Court Opinion

ID: 9433414
Source: CourtListenerOpinion
Date Created: 2023-08-02 23:40:05.444576+00
Date Added: 2024-06-11T17:23:41.288916
License: Public Domain

Justice Scalia,
with whom Justice Ginsburg joins,
concurring.
Since ERISA was enacted in 1974, this Court has accepted certiorari in, and decided, no less than 14 cases to resolve conflicts in the Courts of Appeals regarding ERISA preemption of various sorts of state law.1 The rate of accept-*335anee, moreover, has not diminished (we have taken two more ERISA pre-emption cases so far this Term),2 suggesting that our prior decisions have not succeeded in bringing clarity to the law.
I join the Court’s opinion today because it is a fair description of our prior case law, and a fair application of the more recent of that case law. Today’s opinion is no more likely than our earlier ones, however, to bring clarity to this field— precisely because it does obeisance to all our prior cases, instead of acknowledging that the criteria set forth in some of them have in effect been abandoned. Our earlier cases sought to apply faithfully the statutory prescription that state laws are pre-empted “insofar as they . . . relate to any employee benefit plan.” Hence the many statements, repeated today, to the effect that the ERISA pre-emption provision has a “broad scope,” an “expansive sweep,” is “broadly worded,” “deliberately expansive,” and “conspicuous for its breadth.” Ante, at 324. But applying the “relate to” provision according to its terms was a project doomed to failure, since, as many a curbstone philosopher has observed, everything is related to everything else. Accord, New York State Conference of Blue Cross & Blue Shield Plans v. Travelers Ins. Co., 514 U. S. 645, 655 (1995).

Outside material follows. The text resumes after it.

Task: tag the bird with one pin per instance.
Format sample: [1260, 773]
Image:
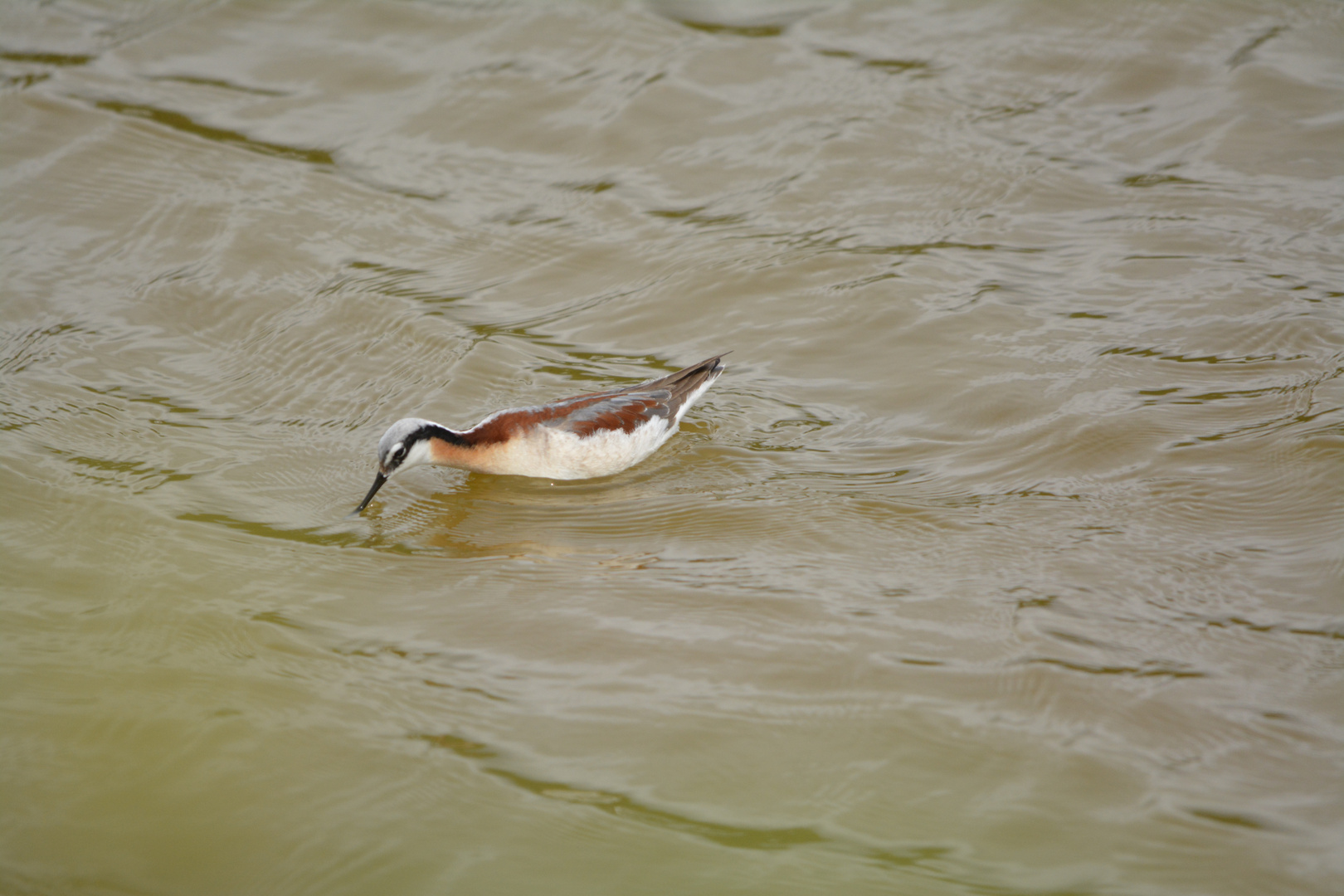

The statutory text provides an illusory test, unless the Court is willing to decree a *336degree of pre-emption that no sensible person could have intended — which it is not.
I think it would greatly assist our function of clarifying the law if we simply acknowledged that our first take on this statute was wrong; that the “relate to” claúse of the pre-emption provision is meant, not to set forth a test for pre-emption, but rather to identify the field in which ordinary field pre-emption applies — namely, the field of laws regulating “employee benefit plants] described in section 1003(a) of this title and not exempt under section 1003(b) of this title,” 29 U. S. C. § 1144(a). Our new approach to ERISA pre-emption is set forth in John Hancock Mut. Life Ins. Co. v. Harris Trust and Sav. Bank, 510 U. S. 86, 99 (1993): “[W]e discern no solid basis for believing that Congress, when it designed ERISA, intended fundamentally to alter traditional pre-emption analysis.” I think it accurately describes our current ERISA jurisprudence to say that we apply ordinary field pre-emption, and, of course, ordinary conflict preemption. See generally Silkwood v. Kerr-McGee Corp., 464 U. S. 238, 248 (1984) (explaining general principles of field and conflict pre-emption); Rice v. Santa Fe Elevator Corp., 331 U. S. 218, 230 (1947) (field pre-emption); Florida Lime & Avocado Growers, Inc. v. Paul, 373 U. S. 132, 142-143 (1963) (conflict pre-emption). Nothing more mysterious than that; and except as establishing that, “relates to” is irrelevant.

 In addition to the case at bar, the Court has addressed the application of ERISA’s pre-emption provision in the following eases: New York State Conference of Blue Cross & Blue Shield Plans v. Travelers Ins. Co., 514 U. S. 645 (1995); John Hancock Mut. Life Ins. Co. v. Harris Trust and Sav. *335Bank, 510 U. S. 86 (1993); District of Columbia v. Greater Washington Bd. of Trade, 506 U. S. 125 (1992); Ingersoll-Rand Co. v. McClendon, 498 U. S. 133 (1990); FMC Corp. v. Holliday, 498 U. S. 52 (1990); Massachusetts v. Morash, 490 U. S. 107 (1989); Mackey v. Lanier Collection Agency & Service, Inc., 486 U. S. 825 (1988); Fort Halifax Packing Co. v. Coyne, 482 U. S. 1 (1987); Metropolitan Life Ins. Co. v. Taylor, 481 U. S. 58 (1987); Pilot Life Ins. Co. v. Dedeaux, 481 U. S. 41 (1987); Metropolitan Life Ins. Co. v. Massachusetts, 471 U. S. 724 (1985); Shaw v. Delta Air Lines, Inc., 463 U. S. 85 (1983); and Alessi v. Raybestos-Manhattan, Inc., 451 U. S. 504 (1981).

 See Boggs v. Boggs, cert. granted, post, p. 957; De Buono v. NYSA-ILA Medical and Clinical Services Fund, cert, granted, post, p. 926.